The Effect of Budget Deficit, Foreign Direct Investment, and Human Development Index on Asean-5 Economic Growth
Asean-5 (Indonesia, Malaysia, Thailand, Filipina, and Vietnam)
DOI:
https://doi.org/10.35590/jeb.v12i1.10871Abstract
- Purpose: This study aims to analyze the effects of budget deficit, foreign direct investment (FDI), and the Human Development Index (HDI) on economic growth in the ASEAN-5 countries (Indonesia, Malaysia, Thailand, Vietnam, and the Philippines).
- Design/methodology/approach: The study employs secondary data covering the period 2014–2023 and applies panel data regression methods. The estimation is conducted using the Fixed Effect Model (FEM) to examine the impact of the independent variables on economic growth.
- Findings: The results indicate that budget deficit, FDI, and HDI, both individually and simultaneously, have a positive and significant effect on economic growth in the ASEAN-5 region.
- Research limitations/implications: The study is limited to the 2014–2023 period and only covers five ASEAN countries; therefore, the findings cannot be generalized to the entire Southeast Asian region.
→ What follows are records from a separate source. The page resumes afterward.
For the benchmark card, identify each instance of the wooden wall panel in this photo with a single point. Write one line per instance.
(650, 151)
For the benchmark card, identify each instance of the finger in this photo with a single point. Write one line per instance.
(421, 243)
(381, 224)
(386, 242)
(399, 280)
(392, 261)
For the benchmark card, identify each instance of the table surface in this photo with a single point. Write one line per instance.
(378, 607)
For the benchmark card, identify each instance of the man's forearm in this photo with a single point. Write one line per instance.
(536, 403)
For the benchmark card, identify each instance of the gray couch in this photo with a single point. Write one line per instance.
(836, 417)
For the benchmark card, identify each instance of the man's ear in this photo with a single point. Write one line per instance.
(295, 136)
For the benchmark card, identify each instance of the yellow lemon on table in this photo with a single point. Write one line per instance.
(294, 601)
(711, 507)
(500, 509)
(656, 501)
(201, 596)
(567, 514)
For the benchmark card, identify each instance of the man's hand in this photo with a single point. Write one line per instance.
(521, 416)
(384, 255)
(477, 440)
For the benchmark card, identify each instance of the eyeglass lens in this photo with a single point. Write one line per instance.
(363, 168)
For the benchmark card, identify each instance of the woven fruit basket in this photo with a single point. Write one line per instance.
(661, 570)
Future research is recommended to expand the variables and country coverage to gain a more comprehensive understanding.
- Practical implications: The findings highlight the importance of effective fiscal policies, the promotion of a competitive investment climate, and the development of human resources as key strategies for sustainable development in ASEAN.
- Paper type: Research paper
Keywords: Economic Growth; Budget Deficit; Foreign Direct Investment; Human Development Index.